This World We’re Living In

Advance warning: this is my first post since the outbreak of the novel coronavirus, so things might get a bit heavy.

Let’s start off with some positive things that have come from this pandemic.

I belong to a Facebook support group for my community that offers help to people in need. It has over 10,000 members.

Every night at 7 pm, people go out on their balconies and cheer in appreciation of the doctors, nurses, and other frontline workers putting in so much effort to keep us safe and healthy.

The world is benefiting from our isolation. There is less fog in Los Angeles, and dolphins have been spotted in the canals of Venice.

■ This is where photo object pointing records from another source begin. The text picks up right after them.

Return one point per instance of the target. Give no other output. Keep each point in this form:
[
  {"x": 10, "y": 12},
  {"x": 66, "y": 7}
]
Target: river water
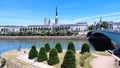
[{"x": 6, "y": 45}]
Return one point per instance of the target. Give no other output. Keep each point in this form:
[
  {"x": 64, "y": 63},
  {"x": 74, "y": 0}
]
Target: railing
[{"x": 117, "y": 58}]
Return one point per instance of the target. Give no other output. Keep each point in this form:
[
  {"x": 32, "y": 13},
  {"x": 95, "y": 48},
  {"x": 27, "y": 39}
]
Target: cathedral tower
[{"x": 56, "y": 17}]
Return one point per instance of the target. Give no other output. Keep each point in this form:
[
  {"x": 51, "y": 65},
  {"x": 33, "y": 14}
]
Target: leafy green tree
[
  {"x": 105, "y": 24},
  {"x": 91, "y": 27},
  {"x": 47, "y": 47},
  {"x": 53, "y": 57},
  {"x": 71, "y": 47},
  {"x": 69, "y": 60},
  {"x": 42, "y": 55},
  {"x": 85, "y": 48},
  {"x": 33, "y": 52},
  {"x": 3, "y": 62},
  {"x": 59, "y": 47}
]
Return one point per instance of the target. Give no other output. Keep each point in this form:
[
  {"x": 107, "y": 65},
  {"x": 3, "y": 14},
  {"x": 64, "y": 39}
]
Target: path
[
  {"x": 37, "y": 64},
  {"x": 103, "y": 61}
]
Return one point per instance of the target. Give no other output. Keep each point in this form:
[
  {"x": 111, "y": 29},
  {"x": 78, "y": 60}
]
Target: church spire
[{"x": 56, "y": 17}]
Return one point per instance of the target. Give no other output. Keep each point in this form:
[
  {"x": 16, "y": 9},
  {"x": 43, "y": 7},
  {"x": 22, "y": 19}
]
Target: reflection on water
[{"x": 6, "y": 45}]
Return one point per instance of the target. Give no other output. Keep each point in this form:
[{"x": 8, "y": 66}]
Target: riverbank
[
  {"x": 43, "y": 37},
  {"x": 19, "y": 59}
]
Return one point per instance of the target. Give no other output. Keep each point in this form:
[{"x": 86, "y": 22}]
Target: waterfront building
[
  {"x": 56, "y": 17},
  {"x": 78, "y": 27}
]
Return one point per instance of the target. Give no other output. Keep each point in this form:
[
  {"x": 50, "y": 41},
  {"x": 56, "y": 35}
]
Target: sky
[{"x": 33, "y": 12}]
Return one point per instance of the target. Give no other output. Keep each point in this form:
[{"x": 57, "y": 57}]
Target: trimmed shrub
[
  {"x": 69, "y": 60},
  {"x": 47, "y": 47},
  {"x": 42, "y": 55},
  {"x": 85, "y": 48},
  {"x": 71, "y": 47},
  {"x": 33, "y": 52},
  {"x": 59, "y": 47},
  {"x": 53, "y": 57}
]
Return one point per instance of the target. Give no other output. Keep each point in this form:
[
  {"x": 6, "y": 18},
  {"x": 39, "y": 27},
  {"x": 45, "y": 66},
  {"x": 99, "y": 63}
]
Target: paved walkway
[
  {"x": 103, "y": 61},
  {"x": 32, "y": 63}
]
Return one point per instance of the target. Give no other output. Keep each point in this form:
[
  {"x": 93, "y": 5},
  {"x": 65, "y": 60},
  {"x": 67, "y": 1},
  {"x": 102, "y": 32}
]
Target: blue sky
[{"x": 32, "y": 12}]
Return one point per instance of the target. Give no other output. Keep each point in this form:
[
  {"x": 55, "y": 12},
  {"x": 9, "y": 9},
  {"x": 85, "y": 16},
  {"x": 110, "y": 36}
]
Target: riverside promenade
[{"x": 43, "y": 37}]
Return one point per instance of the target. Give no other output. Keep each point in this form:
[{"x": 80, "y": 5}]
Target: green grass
[
  {"x": 102, "y": 53},
  {"x": 61, "y": 57},
  {"x": 87, "y": 62}
]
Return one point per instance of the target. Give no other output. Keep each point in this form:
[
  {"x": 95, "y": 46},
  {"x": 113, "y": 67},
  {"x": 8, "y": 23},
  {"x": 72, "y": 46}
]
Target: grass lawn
[
  {"x": 13, "y": 54},
  {"x": 102, "y": 53}
]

There is a note up in the lobby of my building for people to sign up for others to get them groceries if they are isolating and can’t get out to do it themselves. Strangers helping strangers out of a sense of community.

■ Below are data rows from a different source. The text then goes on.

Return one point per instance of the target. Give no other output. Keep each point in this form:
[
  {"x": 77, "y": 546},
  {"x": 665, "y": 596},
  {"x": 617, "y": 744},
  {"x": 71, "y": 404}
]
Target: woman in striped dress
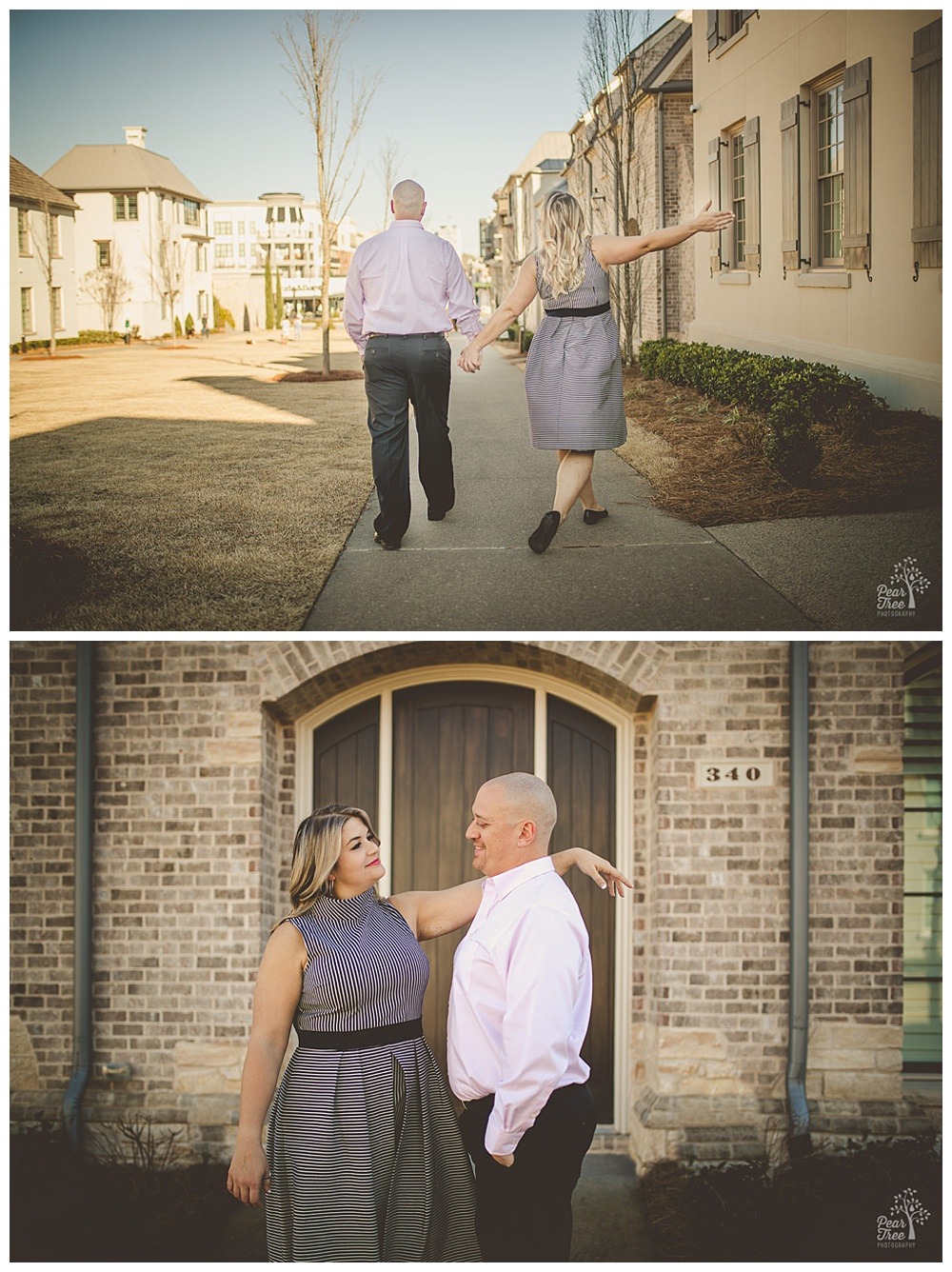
[
  {"x": 365, "y": 1162},
  {"x": 573, "y": 370}
]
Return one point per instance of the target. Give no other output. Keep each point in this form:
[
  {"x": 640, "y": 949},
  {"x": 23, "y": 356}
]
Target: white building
[
  {"x": 140, "y": 215},
  {"x": 30, "y": 196},
  {"x": 288, "y": 229}
]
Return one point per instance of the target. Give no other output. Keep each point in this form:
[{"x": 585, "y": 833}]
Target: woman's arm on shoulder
[
  {"x": 433, "y": 913},
  {"x": 619, "y": 249}
]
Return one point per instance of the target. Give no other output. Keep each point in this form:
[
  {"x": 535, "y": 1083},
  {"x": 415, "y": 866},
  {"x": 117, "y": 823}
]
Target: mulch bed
[
  {"x": 315, "y": 377},
  {"x": 704, "y": 463}
]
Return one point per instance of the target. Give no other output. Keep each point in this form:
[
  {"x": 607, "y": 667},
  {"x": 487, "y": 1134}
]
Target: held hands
[
  {"x": 602, "y": 871},
  {"x": 710, "y": 223},
  {"x": 248, "y": 1174}
]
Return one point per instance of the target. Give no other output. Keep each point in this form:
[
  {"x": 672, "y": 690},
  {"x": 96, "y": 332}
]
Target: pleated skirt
[
  {"x": 367, "y": 1162},
  {"x": 573, "y": 385}
]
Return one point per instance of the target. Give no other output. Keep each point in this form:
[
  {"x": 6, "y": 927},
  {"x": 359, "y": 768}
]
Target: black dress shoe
[
  {"x": 545, "y": 532},
  {"x": 592, "y": 515}
]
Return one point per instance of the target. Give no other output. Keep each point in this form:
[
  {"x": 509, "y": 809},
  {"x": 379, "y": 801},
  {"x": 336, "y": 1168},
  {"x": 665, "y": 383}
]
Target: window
[
  {"x": 26, "y": 245},
  {"x": 922, "y": 942},
  {"x": 125, "y": 208},
  {"x": 26, "y": 310},
  {"x": 829, "y": 172},
  {"x": 724, "y": 25},
  {"x": 738, "y": 203}
]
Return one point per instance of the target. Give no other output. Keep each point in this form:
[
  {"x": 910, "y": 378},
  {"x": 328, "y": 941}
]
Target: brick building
[{"x": 675, "y": 758}]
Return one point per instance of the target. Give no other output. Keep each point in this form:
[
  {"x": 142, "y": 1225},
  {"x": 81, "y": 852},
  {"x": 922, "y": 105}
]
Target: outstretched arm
[
  {"x": 433, "y": 913},
  {"x": 611, "y": 249},
  {"x": 515, "y": 303}
]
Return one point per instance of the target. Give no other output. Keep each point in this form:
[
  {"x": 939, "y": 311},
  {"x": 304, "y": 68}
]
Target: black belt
[
  {"x": 407, "y": 335},
  {"x": 356, "y": 1038},
  {"x": 579, "y": 313}
]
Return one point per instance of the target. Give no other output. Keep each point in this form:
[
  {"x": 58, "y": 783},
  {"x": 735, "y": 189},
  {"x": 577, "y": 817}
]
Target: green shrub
[{"x": 799, "y": 398}]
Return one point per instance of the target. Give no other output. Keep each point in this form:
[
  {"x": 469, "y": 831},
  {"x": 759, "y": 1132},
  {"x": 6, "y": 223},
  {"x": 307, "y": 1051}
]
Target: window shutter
[
  {"x": 789, "y": 182},
  {"x": 926, "y": 145},
  {"x": 712, "y": 30},
  {"x": 751, "y": 192},
  {"x": 857, "y": 145},
  {"x": 715, "y": 195}
]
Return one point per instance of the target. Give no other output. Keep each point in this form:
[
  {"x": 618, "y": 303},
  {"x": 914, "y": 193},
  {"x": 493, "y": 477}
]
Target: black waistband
[
  {"x": 579, "y": 313},
  {"x": 407, "y": 335},
  {"x": 356, "y": 1038}
]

Having said all that, I cry everyday.

This likely won’t come as surprise to those who know me well; over the last decade, I’ve strived to give up my attachment to the patriarchy-bred societal expectation of men not showing their feelings. If I feel like I need to cry, I’m going to fucking cry, and balls to you if you think less of me for it.

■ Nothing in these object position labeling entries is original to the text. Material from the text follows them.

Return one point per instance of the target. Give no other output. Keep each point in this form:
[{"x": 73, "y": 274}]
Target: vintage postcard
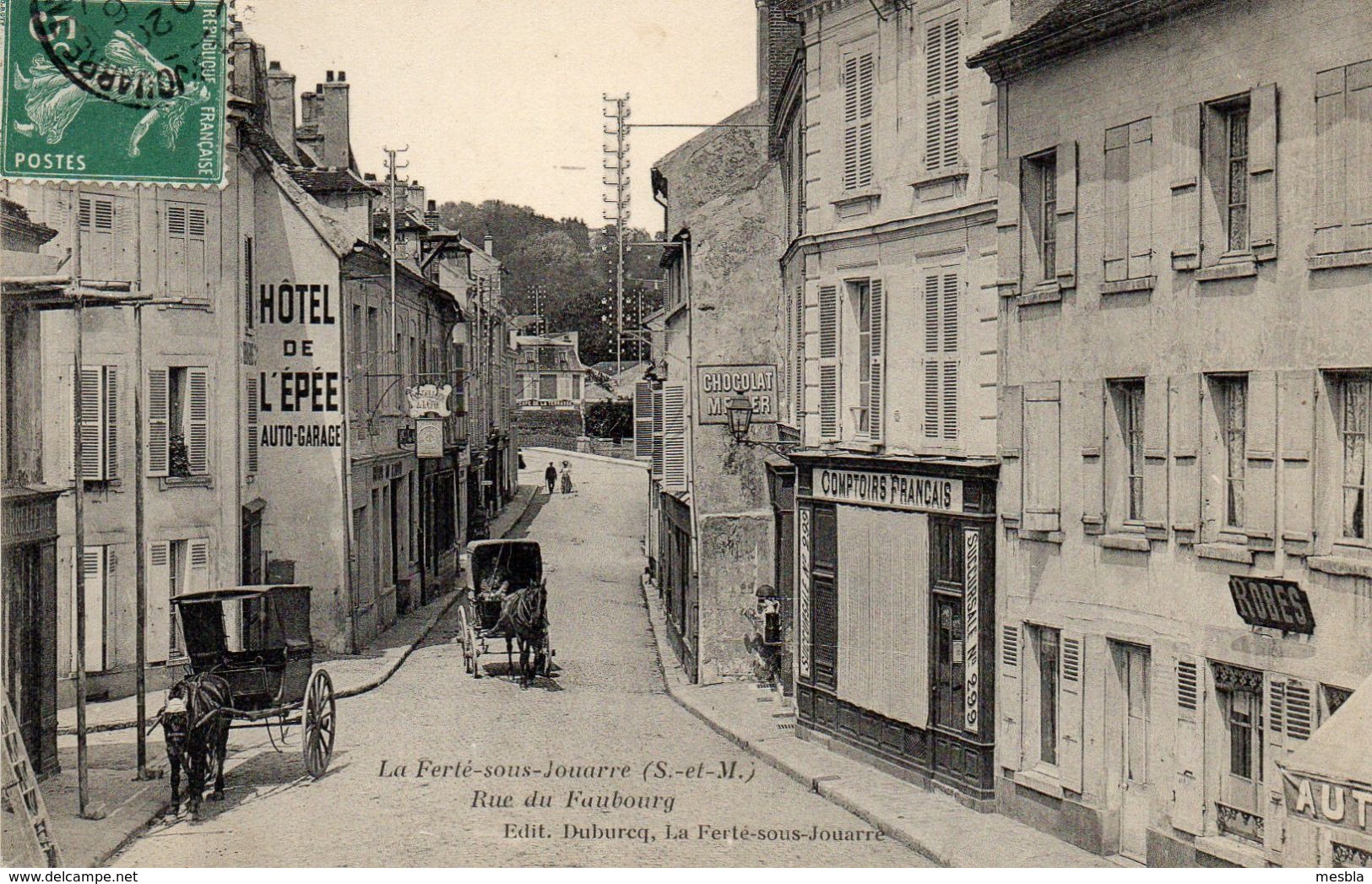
[{"x": 671, "y": 434}]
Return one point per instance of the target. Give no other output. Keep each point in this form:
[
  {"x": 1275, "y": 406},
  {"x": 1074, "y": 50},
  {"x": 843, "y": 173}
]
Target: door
[{"x": 1132, "y": 673}]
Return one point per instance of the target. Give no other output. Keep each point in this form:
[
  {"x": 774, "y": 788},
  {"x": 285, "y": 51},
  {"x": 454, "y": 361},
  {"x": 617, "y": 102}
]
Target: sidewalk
[
  {"x": 929, "y": 822},
  {"x": 131, "y": 805}
]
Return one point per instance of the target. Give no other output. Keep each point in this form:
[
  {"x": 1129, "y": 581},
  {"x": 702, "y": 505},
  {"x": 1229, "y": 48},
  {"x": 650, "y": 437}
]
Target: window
[
  {"x": 1128, "y": 403},
  {"x": 1128, "y": 247},
  {"x": 179, "y": 421},
  {"x": 1049, "y": 662},
  {"x": 943, "y": 290},
  {"x": 1231, "y": 407},
  {"x": 943, "y": 66},
  {"x": 1343, "y": 142},
  {"x": 184, "y": 241},
  {"x": 1353, "y": 418},
  {"x": 99, "y": 427},
  {"x": 860, "y": 84}
]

Before a few weeks ago, this meant at sad movies mostly, but the current state of our world has ramped things up considerably. I cry because I’m sad, because I’m scared, and because I grieve.

To be clear, I have very little worry for myself and any direct effect Covid19 might have upon me. I’m 51 and healthy, so the likelihood is I’d feel like I had the flu if I got the virus. I’ve had the flu, I can deal with that, and I had pneumonia and made it through.

No, my sadness comes from seeing the number of people who have died in places like Italy, Spain, and China–with the US headed the same direction–because response time has been slow and hospitals overwhelmed. I’m fearful for the people I know who are older and/or immunocompromised, as well as for the countries who either refuse to learn from what’s already happened, and more so for those that simply don’t have the infrastructure at the most basic level (as I write this, the continent of Africa had been mostly untouched until 700 cases were reported overnight in South Africa. I shudder to think what might happen if it goes unchecked through a bunch of third world countries).

I’m sad for how, in so many instances, the value of life has taken a back seat to politics and economics. I’m scared for the brave and tireless front line workers who selflessly work and work and work for others. I grieve the world we are leaving behind, because this is one of those tipping points in our history, like 9/11 or the market crash of 2008, and nothing will be the same again.

I know change isn’t bad, but the getting there can sure be painful.

As humans, I know we are resilient. The changes have been and will continue to be made, and we will adapt. In the meantime, I remain one news headline or Facebook post from tears. If that is you, too, that’s okay. Let it out. The world is a scary place right now.

But please know this: I am here for you. I see you, and I love you.